AB 746, sponsored by Assemblyman Marc Levine, D-San Rafael, would ban smoking in complexes with two or more units, except in designated areas of the complexes.
SDCAA spokeswoman Molly Kirkland said this would be a terrible idea.
“You shouldn’t have to be the smoking police,” Kirkland said.
This is just one of the many measures that stand to have a local impact and Carlson said keeping up with them all hasn’t been easy.
“Eight bills would either increase parcel or property taxes,” Carlson said.
For example, Carlson said SCA 3 by state Sen. Mark Leno, D-San Francisco, would allow school districts, community college districts and county offices of education to impose, increase or extend parcel taxes with a 55 percent threshold rather than the two-thirds requirement under the current statute.
AB 59, authored by Democratic Oakland Assemblyman Rob Bonta, is another parcel tax measure that has raised the ire of the California Apartment Association.
The legislation would allow school districts to impose different parcel tax rates based on whether the property is residential, commercial or industrial.
Carlson noted there are multiple bills concerning a split-roll tax whereby Proposition 13 protections for commercial properties (including apartments) that have been in place for decades, would be lifted.
“The idea of a split-roll property tax has been fully vetted and consistently rejected since the passage of Proposition 13 in 1978,” wrote Gina Rodriguez, CalTax vice president of tax policy in a March letter to the Assembly Revenue & Taxation Committee.
“While some believe that a split-roll would bring in additional revenue, it would stifle the state’s economic growth in the long term. From what is known about the economic impacts of split-roll, it remains an ill-advised idea.”
A variation on the split-roll, AB 188 by San Francisco Democratic State sen. Tom Ammiano, states a reassessment would be triggered when 100 percent of the ownership is transferred in cumulative transactions in a rolling three-year period.
“Then there are four bills in Sacramento that would require landlords to pay interest on security deposits,” Carlson added. “If you screw up and don’t pass these monies back including the interest, you could be sued. We’re definitely opposing that.”

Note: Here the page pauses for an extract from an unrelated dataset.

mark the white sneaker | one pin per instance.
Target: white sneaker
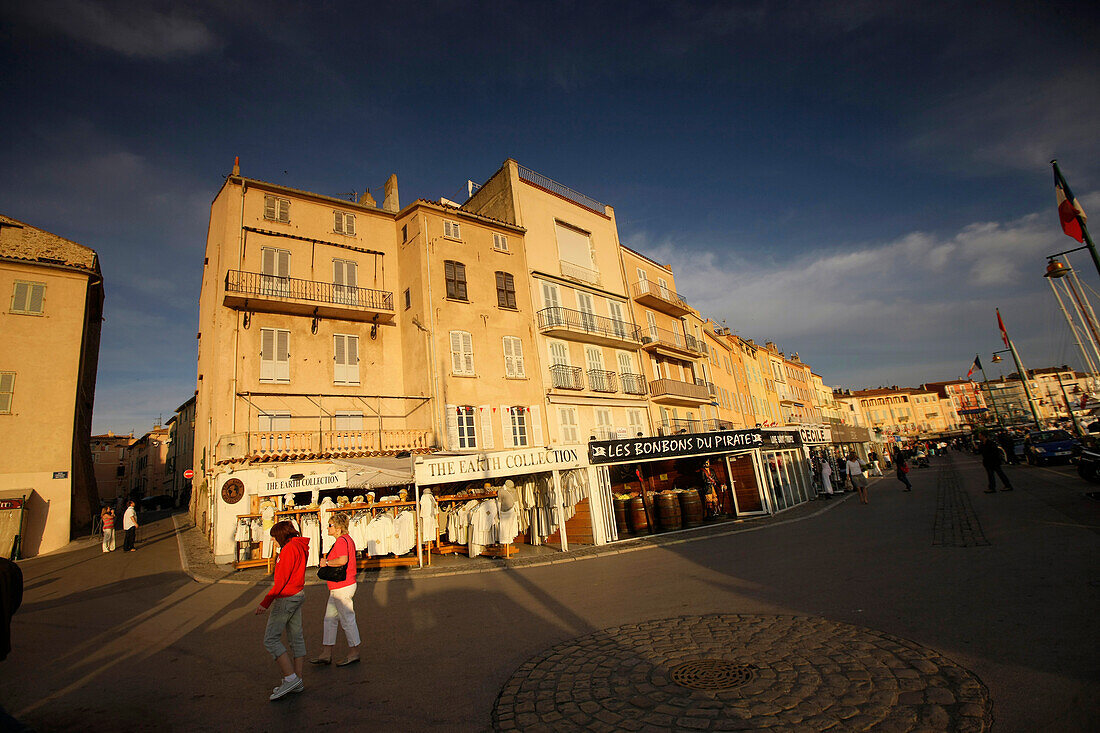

One of these bills -- SB 603, also by Leno -- would prohibit the interest on deposits to commingle with an owner’s operating accounts, and would increase penalties on landlords who fail to return the deposits.
“Some tenant organizations say that it’s landlord theft not to pay interest on security deposits,” Carlson said.
Landlord advocate organizations have long complained that evicting a nonpaying tenant seems to be getting harder.
Now, Carlson said another bill by Ammiano could make the process even more difficult.
AB 969 would do two things: first, it states a tenant is not in default on the rent if that payment or a portion thereof is being withheld because of what they contend are needed repairs.
Carlson said the problem with this idea is the tenant could make complaints “ad nauseum” just to get out of paying the rent.
Secondly, AB 969 would allow a jury to determine whether the tenant has a valid claim. This determination is typically made by court judges today.
Carlson argued existing statutes are on the books that already allow the withholding of rent if the problems affect a unit’s habitability.
As for the need for juries, Carlson said they would further gum up an already clogged court system.
“Jury trials are not common, except in certain areas of the state where tenant attorneys use it as a delay tactic to prolong the eviction process and to improve their client’s bargaining position,” Carlson added.